We have always had real poetry, but it was not always recognized
as poetry as defined as poetry. The musician, the preacher, and
the dancer are the true artists in the black community that have
been respected and admired and have always been influential. But
the poet is not. I think that is what I was screaming and
protesting about or trying to say.
“After
Watching B.B. King on T.V.”-- An
Attitude Toward the Blues
We talked about that a whole lot, trying to define
what is culture or what is not. I don’t want to get into a
lot of definitions. To me culture generally is the way people
live, how that is recorded, in what form—that’s the culture.
The communication of the feelings and the aspirations of a
people—how they are communicated are cultural forms, what we
call fine arts.
To me, religion is an art form because
religion just expresses the same thing: the feelings of the
people. They deal with these feelings through myths, symbols,
and rituals. Blues to me do certain things: they validate a
people’s existence; they essentially tell people they are
good, that their life is good; they tell them that they are bad;
and they tell them that they are good people. When you study
religion, you find that almost all religion traces the origin of
these people back to God. If you are in Africa, God is black. If
you are China, God looks Chinese. If you are in Europe, God has
blue eyes.
What I am saying that all art deals with the
feelings and history of the people. Music is a cultural form.
People have had to exist. Art validates whatever is necessary
for people to exist at that time. If there is a period in the
history of the people to fight a long time, then all that art
will be about war; the poems, the music, the painting, the
sculpture and everything will have to do with whatever traits
are needed for war—strength, marathons, relays, whatever.
If it is an agricultural people, all art will
have to do with farming. There will be all kinds of dances that
will have to do with economics. If people are enslaved, and if
it is necessary for them to survive—to quote Booker T.

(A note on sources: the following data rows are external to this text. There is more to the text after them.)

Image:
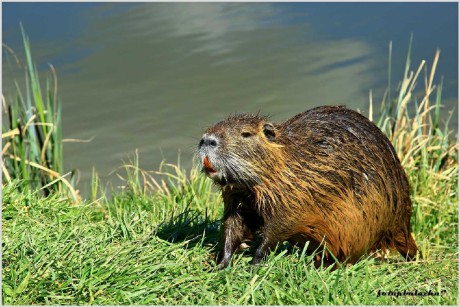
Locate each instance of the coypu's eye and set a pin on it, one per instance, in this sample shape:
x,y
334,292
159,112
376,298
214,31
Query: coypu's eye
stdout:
x,y
269,132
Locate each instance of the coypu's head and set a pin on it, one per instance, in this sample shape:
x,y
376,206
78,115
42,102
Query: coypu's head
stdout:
x,y
239,150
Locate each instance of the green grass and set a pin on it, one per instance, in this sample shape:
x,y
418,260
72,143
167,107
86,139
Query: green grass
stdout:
x,y
154,242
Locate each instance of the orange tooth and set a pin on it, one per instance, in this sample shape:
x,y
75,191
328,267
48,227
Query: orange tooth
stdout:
x,y
206,162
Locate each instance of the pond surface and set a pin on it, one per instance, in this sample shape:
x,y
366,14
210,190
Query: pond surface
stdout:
x,y
153,76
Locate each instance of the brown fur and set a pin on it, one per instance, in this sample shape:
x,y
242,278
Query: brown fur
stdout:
x,y
328,176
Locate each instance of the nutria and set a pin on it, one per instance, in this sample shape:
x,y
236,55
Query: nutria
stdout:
x,y
328,176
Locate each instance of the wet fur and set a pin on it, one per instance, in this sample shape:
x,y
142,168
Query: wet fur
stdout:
x,y
328,176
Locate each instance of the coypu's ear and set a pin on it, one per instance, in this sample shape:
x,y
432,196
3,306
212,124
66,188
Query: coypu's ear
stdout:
x,y
269,132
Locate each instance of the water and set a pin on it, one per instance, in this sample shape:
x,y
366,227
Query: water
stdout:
x,y
153,76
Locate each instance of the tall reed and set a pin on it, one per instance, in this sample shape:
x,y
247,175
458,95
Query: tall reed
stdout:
x,y
32,134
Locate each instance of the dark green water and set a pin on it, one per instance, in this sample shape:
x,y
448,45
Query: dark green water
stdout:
x,y
152,76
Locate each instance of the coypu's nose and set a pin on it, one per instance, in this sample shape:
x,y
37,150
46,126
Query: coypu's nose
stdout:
x,y
208,140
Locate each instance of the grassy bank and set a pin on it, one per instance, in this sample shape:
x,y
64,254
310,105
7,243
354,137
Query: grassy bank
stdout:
x,y
155,241
160,249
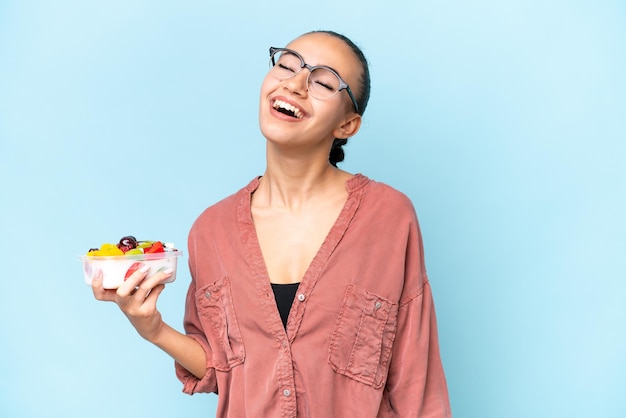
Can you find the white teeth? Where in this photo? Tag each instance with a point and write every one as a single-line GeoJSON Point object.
{"type": "Point", "coordinates": [280, 104]}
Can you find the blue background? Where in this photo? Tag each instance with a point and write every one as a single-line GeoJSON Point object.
{"type": "Point", "coordinates": [504, 122]}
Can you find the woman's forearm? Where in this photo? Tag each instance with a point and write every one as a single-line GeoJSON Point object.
{"type": "Point", "coordinates": [183, 349]}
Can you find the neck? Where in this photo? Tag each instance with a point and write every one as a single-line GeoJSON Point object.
{"type": "Point", "coordinates": [290, 181]}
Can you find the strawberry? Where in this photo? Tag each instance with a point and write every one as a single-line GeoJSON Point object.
{"type": "Point", "coordinates": [133, 268]}
{"type": "Point", "coordinates": [156, 247]}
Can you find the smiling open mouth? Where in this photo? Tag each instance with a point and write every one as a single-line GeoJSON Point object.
{"type": "Point", "coordinates": [287, 109]}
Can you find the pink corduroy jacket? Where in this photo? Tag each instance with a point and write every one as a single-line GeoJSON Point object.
{"type": "Point", "coordinates": [361, 338]}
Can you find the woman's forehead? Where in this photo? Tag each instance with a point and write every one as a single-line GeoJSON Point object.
{"type": "Point", "coordinates": [325, 49]}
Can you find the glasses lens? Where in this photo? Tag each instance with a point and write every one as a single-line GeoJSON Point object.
{"type": "Point", "coordinates": [284, 64]}
{"type": "Point", "coordinates": [323, 83]}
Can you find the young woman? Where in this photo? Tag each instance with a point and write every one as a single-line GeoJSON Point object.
{"type": "Point", "coordinates": [309, 294]}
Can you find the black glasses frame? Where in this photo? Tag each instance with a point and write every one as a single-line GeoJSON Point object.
{"type": "Point", "coordinates": [342, 84]}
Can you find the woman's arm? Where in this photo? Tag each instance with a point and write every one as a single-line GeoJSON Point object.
{"type": "Point", "coordinates": [137, 298]}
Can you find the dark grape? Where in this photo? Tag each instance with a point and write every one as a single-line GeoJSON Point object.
{"type": "Point", "coordinates": [127, 243]}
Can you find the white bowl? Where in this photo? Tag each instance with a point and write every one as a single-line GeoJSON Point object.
{"type": "Point", "coordinates": [115, 268]}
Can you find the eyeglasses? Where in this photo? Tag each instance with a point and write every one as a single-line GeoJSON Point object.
{"type": "Point", "coordinates": [323, 82]}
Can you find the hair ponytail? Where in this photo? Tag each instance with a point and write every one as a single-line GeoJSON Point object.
{"type": "Point", "coordinates": [336, 151]}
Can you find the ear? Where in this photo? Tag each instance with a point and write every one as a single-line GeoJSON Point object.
{"type": "Point", "coordinates": [349, 127]}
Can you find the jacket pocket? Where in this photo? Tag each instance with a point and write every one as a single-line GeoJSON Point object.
{"type": "Point", "coordinates": [217, 315]}
{"type": "Point", "coordinates": [360, 345]}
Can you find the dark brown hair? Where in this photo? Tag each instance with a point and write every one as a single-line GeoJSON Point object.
{"type": "Point", "coordinates": [337, 154]}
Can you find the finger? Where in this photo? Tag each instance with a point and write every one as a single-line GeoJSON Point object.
{"type": "Point", "coordinates": [128, 287]}
{"type": "Point", "coordinates": [99, 292]}
{"type": "Point", "coordinates": [153, 295]}
{"type": "Point", "coordinates": [151, 283]}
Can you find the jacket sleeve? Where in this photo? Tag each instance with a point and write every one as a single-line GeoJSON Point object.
{"type": "Point", "coordinates": [416, 384]}
{"type": "Point", "coordinates": [193, 328]}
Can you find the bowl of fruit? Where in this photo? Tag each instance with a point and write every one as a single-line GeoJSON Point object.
{"type": "Point", "coordinates": [118, 261]}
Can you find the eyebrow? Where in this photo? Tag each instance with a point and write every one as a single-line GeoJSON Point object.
{"type": "Point", "coordinates": [325, 66]}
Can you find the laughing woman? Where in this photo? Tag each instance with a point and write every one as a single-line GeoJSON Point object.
{"type": "Point", "coordinates": [309, 294]}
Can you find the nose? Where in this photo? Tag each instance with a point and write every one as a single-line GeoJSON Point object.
{"type": "Point", "coordinates": [298, 84]}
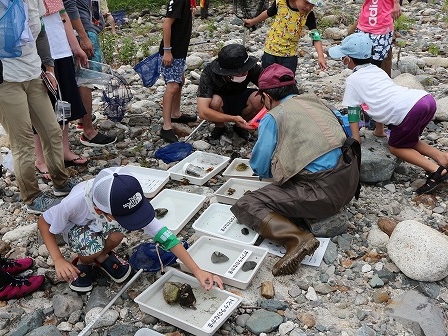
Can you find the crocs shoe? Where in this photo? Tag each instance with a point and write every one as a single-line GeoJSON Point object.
{"type": "Point", "coordinates": [21, 286]}
{"type": "Point", "coordinates": [99, 140]}
{"type": "Point", "coordinates": [16, 266]}
{"type": "Point", "coordinates": [83, 282]}
{"type": "Point", "coordinates": [115, 267]}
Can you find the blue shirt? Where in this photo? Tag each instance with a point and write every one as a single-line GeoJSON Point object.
{"type": "Point", "coordinates": [260, 160]}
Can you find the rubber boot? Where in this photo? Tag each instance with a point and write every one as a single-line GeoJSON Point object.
{"type": "Point", "coordinates": [298, 242]}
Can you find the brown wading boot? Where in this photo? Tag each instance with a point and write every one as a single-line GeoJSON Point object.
{"type": "Point", "coordinates": [298, 242]}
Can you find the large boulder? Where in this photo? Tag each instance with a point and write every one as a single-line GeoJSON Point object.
{"type": "Point", "coordinates": [419, 251]}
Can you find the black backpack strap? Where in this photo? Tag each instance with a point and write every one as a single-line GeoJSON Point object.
{"type": "Point", "coordinates": [355, 146]}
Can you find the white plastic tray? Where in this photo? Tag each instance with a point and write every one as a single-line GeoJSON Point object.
{"type": "Point", "coordinates": [181, 206]}
{"type": "Point", "coordinates": [217, 220]}
{"type": "Point", "coordinates": [152, 180]}
{"type": "Point", "coordinates": [235, 188]}
{"type": "Point", "coordinates": [245, 174]}
{"type": "Point", "coordinates": [213, 307]}
{"type": "Point", "coordinates": [200, 159]}
{"type": "Point", "coordinates": [230, 271]}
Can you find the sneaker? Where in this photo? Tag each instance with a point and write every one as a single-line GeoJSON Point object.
{"type": "Point", "coordinates": [217, 132]}
{"type": "Point", "coordinates": [241, 132]}
{"type": "Point", "coordinates": [65, 190]}
{"type": "Point", "coordinates": [15, 266]}
{"type": "Point", "coordinates": [99, 140]}
{"type": "Point", "coordinates": [21, 286]}
{"type": "Point", "coordinates": [115, 267]}
{"type": "Point", "coordinates": [168, 135]}
{"type": "Point", "coordinates": [83, 282]}
{"type": "Point", "coordinates": [42, 203]}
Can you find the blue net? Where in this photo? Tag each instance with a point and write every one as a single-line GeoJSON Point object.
{"type": "Point", "coordinates": [12, 24]}
{"type": "Point", "coordinates": [145, 257]}
{"type": "Point", "coordinates": [119, 17]}
{"type": "Point", "coordinates": [149, 69]}
{"type": "Point", "coordinates": [116, 95]}
{"type": "Point", "coordinates": [176, 151]}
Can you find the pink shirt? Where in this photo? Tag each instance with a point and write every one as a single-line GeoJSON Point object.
{"type": "Point", "coordinates": [376, 17]}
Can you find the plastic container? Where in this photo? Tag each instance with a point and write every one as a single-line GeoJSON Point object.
{"type": "Point", "coordinates": [230, 271]}
{"type": "Point", "coordinates": [181, 206]}
{"type": "Point", "coordinates": [235, 188]}
{"type": "Point", "coordinates": [177, 172]}
{"type": "Point", "coordinates": [218, 221]}
{"type": "Point", "coordinates": [151, 180]}
{"type": "Point", "coordinates": [213, 307]}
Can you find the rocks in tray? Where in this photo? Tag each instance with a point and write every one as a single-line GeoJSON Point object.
{"type": "Point", "coordinates": [182, 293]}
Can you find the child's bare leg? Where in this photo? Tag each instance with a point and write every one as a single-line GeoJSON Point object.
{"type": "Point", "coordinates": [440, 157]}
{"type": "Point", "coordinates": [379, 130]}
{"type": "Point", "coordinates": [414, 157]}
{"type": "Point", "coordinates": [112, 241]}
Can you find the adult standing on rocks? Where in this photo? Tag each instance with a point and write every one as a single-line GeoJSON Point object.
{"type": "Point", "coordinates": [315, 168]}
{"type": "Point", "coordinates": [223, 95]}
{"type": "Point", "coordinates": [173, 49]}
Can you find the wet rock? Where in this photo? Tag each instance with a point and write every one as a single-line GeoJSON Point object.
{"type": "Point", "coordinates": [218, 257]}
{"type": "Point", "coordinates": [419, 251]}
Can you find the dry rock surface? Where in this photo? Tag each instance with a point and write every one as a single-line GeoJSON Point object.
{"type": "Point", "coordinates": [358, 289]}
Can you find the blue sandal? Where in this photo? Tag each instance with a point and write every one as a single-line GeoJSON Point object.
{"type": "Point", "coordinates": [433, 180]}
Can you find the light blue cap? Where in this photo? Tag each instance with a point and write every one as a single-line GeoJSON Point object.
{"type": "Point", "coordinates": [358, 45]}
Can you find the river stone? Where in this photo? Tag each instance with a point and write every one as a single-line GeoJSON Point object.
{"type": "Point", "coordinates": [419, 251]}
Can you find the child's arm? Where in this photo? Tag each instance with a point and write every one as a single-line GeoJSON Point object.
{"type": "Point", "coordinates": [64, 269]}
{"type": "Point", "coordinates": [252, 22]}
{"type": "Point", "coordinates": [354, 116]}
{"type": "Point", "coordinates": [315, 36]}
{"type": "Point", "coordinates": [170, 242]}
{"type": "Point", "coordinates": [206, 279]}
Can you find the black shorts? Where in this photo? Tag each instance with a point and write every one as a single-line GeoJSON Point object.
{"type": "Point", "coordinates": [235, 104]}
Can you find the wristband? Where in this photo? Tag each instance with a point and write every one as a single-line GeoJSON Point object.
{"type": "Point", "coordinates": [354, 113]}
{"type": "Point", "coordinates": [166, 238]}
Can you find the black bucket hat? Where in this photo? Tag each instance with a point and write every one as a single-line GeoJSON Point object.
{"type": "Point", "coordinates": [232, 60]}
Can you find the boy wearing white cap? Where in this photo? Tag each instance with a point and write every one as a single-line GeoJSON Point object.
{"type": "Point", "coordinates": [94, 219]}
{"type": "Point", "coordinates": [405, 111]}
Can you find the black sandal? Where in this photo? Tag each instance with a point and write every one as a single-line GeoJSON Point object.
{"type": "Point", "coordinates": [433, 180]}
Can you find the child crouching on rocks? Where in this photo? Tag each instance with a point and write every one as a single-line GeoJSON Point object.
{"type": "Point", "coordinates": [94, 219]}
{"type": "Point", "coordinates": [405, 111]}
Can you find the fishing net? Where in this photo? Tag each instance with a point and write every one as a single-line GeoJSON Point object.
{"type": "Point", "coordinates": [149, 69]}
{"type": "Point", "coordinates": [116, 95]}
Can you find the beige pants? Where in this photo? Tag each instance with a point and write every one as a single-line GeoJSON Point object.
{"type": "Point", "coordinates": [22, 105]}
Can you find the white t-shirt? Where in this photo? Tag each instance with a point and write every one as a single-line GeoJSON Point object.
{"type": "Point", "coordinates": [27, 66]}
{"type": "Point", "coordinates": [388, 103]}
{"type": "Point", "coordinates": [54, 27]}
{"type": "Point", "coordinates": [73, 210]}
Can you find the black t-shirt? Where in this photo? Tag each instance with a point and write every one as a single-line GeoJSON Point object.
{"type": "Point", "coordinates": [211, 83]}
{"type": "Point", "coordinates": [181, 28]}
{"type": "Point", "coordinates": [310, 19]}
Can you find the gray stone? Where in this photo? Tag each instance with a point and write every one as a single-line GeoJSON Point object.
{"type": "Point", "coordinates": [107, 319]}
{"type": "Point", "coordinates": [417, 313]}
{"type": "Point", "coordinates": [419, 251]}
{"type": "Point", "coordinates": [263, 321]}
{"type": "Point", "coordinates": [98, 298]}
{"type": "Point", "coordinates": [30, 322]}
{"type": "Point", "coordinates": [49, 330]}
{"type": "Point", "coordinates": [66, 303]}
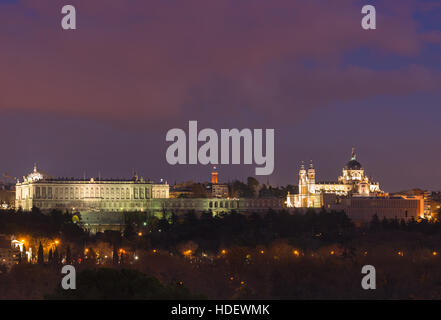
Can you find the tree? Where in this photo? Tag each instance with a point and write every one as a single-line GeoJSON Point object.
{"type": "Point", "coordinates": [129, 232]}
{"type": "Point", "coordinates": [68, 255]}
{"type": "Point", "coordinates": [50, 257]}
{"type": "Point", "coordinates": [115, 254]}
{"type": "Point", "coordinates": [40, 254]}
{"type": "Point", "coordinates": [56, 257]}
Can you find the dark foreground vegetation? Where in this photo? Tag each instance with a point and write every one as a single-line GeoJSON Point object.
{"type": "Point", "coordinates": [270, 256]}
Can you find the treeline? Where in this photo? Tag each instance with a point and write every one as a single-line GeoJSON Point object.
{"type": "Point", "coordinates": [309, 230]}
{"type": "Point", "coordinates": [36, 224]}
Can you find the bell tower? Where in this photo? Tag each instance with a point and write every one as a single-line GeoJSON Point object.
{"type": "Point", "coordinates": [311, 178]}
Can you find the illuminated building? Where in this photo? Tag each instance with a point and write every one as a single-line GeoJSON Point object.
{"type": "Point", "coordinates": [352, 182]}
{"type": "Point", "coordinates": [218, 190]}
{"type": "Point", "coordinates": [42, 191]}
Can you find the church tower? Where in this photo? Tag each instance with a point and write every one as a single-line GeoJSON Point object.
{"type": "Point", "coordinates": [303, 180]}
{"type": "Point", "coordinates": [311, 178]}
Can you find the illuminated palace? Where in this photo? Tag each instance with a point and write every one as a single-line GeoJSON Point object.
{"type": "Point", "coordinates": [101, 203]}
{"type": "Point", "coordinates": [353, 182]}
{"type": "Point", "coordinates": [41, 190]}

Washington or somebody—“We have to take two steps while it
looks like we are slipping back one in order to advance.” If
it is a period of accommodation to the slave master, then the
art of that period will reflect that.
What I am saying is that the blues to me
represents an era of accommodation. It is a music or song of
protest, not that it is not valid. You have to understand that a
protest art is different from a revolutionary art. A protest art
tells you to accommodate; a revolutionary tells you not to
accommodate but to create—to build something new. In the blues
we screamed about our pain—it was an outlet, it allowed us to
live, it allowed us to survive, but it did not teach us, it did
not move us to any kind of change.
When I see culture and when Sonia [Sanchez]
sees culture, she, I think, is speaking of revolutionary
culture—a culture that is dynamic, that moves and brings about
change in a culture that validates an old system. I grew up on
B.B. King. I came out of the 1940s—B.B. King and “Bird,”
the whole era. I listen to B.B. and feel good.
It is like most of the sermons that I hear
that allow me to get it out—all the shit I got into my belly
that I had to swallow, by just living. It allows me to get it
out; it allows me to live. It does not move me to get up and do
anything about it. It moves me to accept a kick in the ass and
still make it. The music of B.B. King says that to me.
The music of Pharoh Sanders moves me to change—to
stop talking the kicking in the ass, to stop it some kind of
way. To me, that’s where the most valid culture is right now.
Culture, ultimately, to me, is not the vehicle that teaches a
people to accommodate; it is a vehicle that teaches people to
move for some kind of change toward their freedom. No longer do
you just stand pat, but rather you take some kind of action.
That is what I think is happening in that poem.
____________
TPB's notes: Source:
Charles H. Rowell. An Interview with Etheridge Knight.
Callaloo.
19.4
(Fall 1996): 940–46. This
interview was conducted in the poet’s home in Indianapolis,
Indiana, between mid–1975 and late 1978, after Dudley Randall
issued Belly Song and Other Poems from Broadside Press.